Consider gradient descent iterates on \(f\), started at 0. We easily see that such iterates will remain positive; when restricted to \(\mathbb{R}_+\), \(f\) is 1-smooth, so we take a stepsize of 1. Our iterates are thus:
\[x_{k+1} = x_k - \exp(-x_k) \, .\]Writing \(u_k = f(x_k) = \exp(-x_k)\), one obtains from the above equation: \(u_{k+1} = u_k \exp(-u_k)\), with \(u_0 = 1 > 0\).
The sequence \((u_k)\) remains positive, hence \(\exp(-u_k) \leq 1\) and \(u_k\) decreases. Being in addition lower bounded, \(u_k\) converges; the limit must be a fixed point: it is 0. Hence, by doing a limited development of \(u_{k} \exp(-u_k)\) around 0:
\(\begin{align} u_{k+1} &= u_k (1 - u_k + o(u_k)) \\ u_{k+1}^\alpha &= u_k^\alpha (1 - u_k + o(u_k))^\alpha \\ &= u_k^\alpha (1 - \alpha u_k + o(u_k))\\ &= u_k^\alpha - \alpha u_k^{\alpha + 1} + o(u_k^{\alpha + 1}) \end{align}\) We see the power of the trick here: by raising the equation to the power \(\alpha\), we will be able to transform the \(-\alpha u_k^{\alpha + 1}\) into a constant! Indeed, picking \(\alpha=-1\) allows us to obtain \(u_{k+1}^{-1} - u_k^{-1} \to 1\). Hence \(\frac{\sum_0^n u_{k+1}^{-1} - u_k^{-1}}{n+1} \to 1\), and \(u_k \sim 1/k\).
So we retain the convergence rate in \(1/k\), which I find very nice!
One may wonder at which speed \(x_k\) goes to infinity; here \(u_k \to 0\) so it stays bounded away from 1 at infinity, and thus we can compose the equivalent by the log function: \(\log u_k \sim \log(1/k)\), and since \(\log u_k = -x_k\), the GD iterates \(x_k\) are equivalent to \(\log k\).
Let \(t_{k+1} = \frac{1 + \sqrt{1 + 4 t_k^2}}{2}\), the infamous sequence appearing in Nesterov’s original accelerated algorithm.
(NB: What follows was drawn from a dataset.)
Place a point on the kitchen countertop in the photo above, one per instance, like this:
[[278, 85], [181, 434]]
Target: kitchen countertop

Let’s use the alpha trick to find an equivalent to \(t_k\). One has \(t_{k+1} \geq t_k +1/2\) so we cannot hope for convergence; consider \(u_k = 1/t_k\) instead:
\[u_{k+1} = \frac{2}{1 + \sqrt{1 + 4 / u_k^2}}\]SInce \(t_k \to + \infty\), \(u_k \to 0\), and
\[\begin{align} u_{k+1} &= \frac{2}{1 + \sqrt{1 + 4/u_k^2}} \\ &= \frac{2 u_k}{u_k + 2 \sqrt{u_k^2/4 + 1}} \\ % &= \frac{2 u_k}{u_k + 2 (1 + u_k^2/8 + o(u_k^2))} \\ &= \frac{u_k}{1 + u_k/2 + o(u_k)} \\ &= u_k (1 - u_k/2 + o(u_k)) \\ u_{k+1}^\alpha &= u_k^\alpha (1 - \alpha u_k/2 + o(u_k)) \\ u_{k+1}^\alpha &= u_k^\alpha - \alpha u_k^{\alpha + 1}/2 + o(u_k^{\alpha + 1}) \end{align}\]Hence picking \(\alpha = -1\), \(u_{k+1}^{-1} - u_k^{-1} \to 1/2\) and so \(u_k \sim 2/k\) and finally \(t_k \sim k/2\).